Wednesday, September 24, 2008

Iteration the Fifth


Which camera should I buy? (The story continues...)
Posted: 28-Aug-2008 13:58

(Reposted from our website)

Well, Dr Who as Hamlet worked. David Tennant got away from the modern tendency to see not the ghost of his father, but that of Olivier walking the ramparts of Elsinore and was thus able to imbue the role with a rare freshness and energy that avoided the obsequious reverence which all too many contemporary actors have brought to the part. The previous evening saw Angus Wright give a wonderfully nuanced Shylock in a performance that sadly saw him receive little support from an otherwise rather wooden cast, and on our final night we were given one of the worst Tamings of a Shrew since Kate was first Kissed back around about 1594.

All of which goes to show that spending the same amount of money in the same place for what appears to be a similar product can result in wildly differing results. Which, and perhaps we're trying a bit too hard here, brings us back to cameras.

You'll remember that during The Merchant of Venice Bassanio, when looking into the casket in the hope of winning a wife (the 16th century equivalent of on-line dating?), says: "May the outward signs be least themselves, the world is still deceived by ornament," What he is saying here is that when looking for a camera, or a wife presumably, don't get taken in by the advertising. A phone may advertise the fact that it is fitted with a 10MP camera, a device that you may think is capable of taking a pretty good picture, but what it may not say is that the lens is half the size of your little fingernail and made of plastic.

On the other hand, for less than a tenth of the cost of the phone you may be able to pick up a camera with fewer pixels but a proper lens, and you too will be able to say to your mum: "Look here, upon this picture, and on this, The counterfeit presentment of two brothers. See, what a grace was seated on this brow; Hyperion's curls; the front of Jove himself..."

As Hamlet did to his when showing her a picture of his dad. With the phone cam, she probably wouldn't be able to see Hyperion's curls at all as, despite the higher resolution, the poor quality lens would let the whole thing down. Which may have been what drove Hamlet mad, of course.

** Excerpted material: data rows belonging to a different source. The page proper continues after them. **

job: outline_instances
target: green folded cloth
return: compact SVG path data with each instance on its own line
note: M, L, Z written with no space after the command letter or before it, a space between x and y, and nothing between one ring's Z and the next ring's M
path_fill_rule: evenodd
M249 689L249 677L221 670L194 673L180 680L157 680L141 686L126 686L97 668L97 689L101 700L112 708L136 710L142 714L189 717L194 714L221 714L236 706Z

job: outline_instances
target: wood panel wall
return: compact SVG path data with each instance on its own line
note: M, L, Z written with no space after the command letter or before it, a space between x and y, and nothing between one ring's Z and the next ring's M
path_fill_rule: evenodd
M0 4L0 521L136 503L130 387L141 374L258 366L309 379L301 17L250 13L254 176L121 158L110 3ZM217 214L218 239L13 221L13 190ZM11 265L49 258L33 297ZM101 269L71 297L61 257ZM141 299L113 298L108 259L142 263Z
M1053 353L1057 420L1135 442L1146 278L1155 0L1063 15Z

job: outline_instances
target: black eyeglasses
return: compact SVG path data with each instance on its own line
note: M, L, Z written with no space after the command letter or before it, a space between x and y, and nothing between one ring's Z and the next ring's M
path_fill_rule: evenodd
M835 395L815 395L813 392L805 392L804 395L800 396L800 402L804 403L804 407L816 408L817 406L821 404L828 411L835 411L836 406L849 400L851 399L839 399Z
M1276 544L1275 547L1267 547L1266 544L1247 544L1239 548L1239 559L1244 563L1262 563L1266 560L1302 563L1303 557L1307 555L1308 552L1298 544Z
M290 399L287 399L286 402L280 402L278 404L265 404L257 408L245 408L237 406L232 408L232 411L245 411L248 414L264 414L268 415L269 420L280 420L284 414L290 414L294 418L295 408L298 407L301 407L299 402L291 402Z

Do a little research. Pretty much every camera ever made has been reviewed somewhere and had its review posted on the net. Think what you need a camera for; just the odd snap-shot? sports events? wildlife? landscapes? There are plenty of books, courses, magazines and people who already know some photography who will be willing to answer your questions.

The salesperson is primarily interested in your money, not your pictorial aspirations. "No profit grows where is no pleasure ta'en", as Tranio so aptly put it in Taming of the Shrew, he having obviously come up against some fly salesman who fobbed him off with an unsuitable camera before Kate and Petruchio's wedding.

Don't let it happen to you!

Just to cheer you up, I won't end with another quote.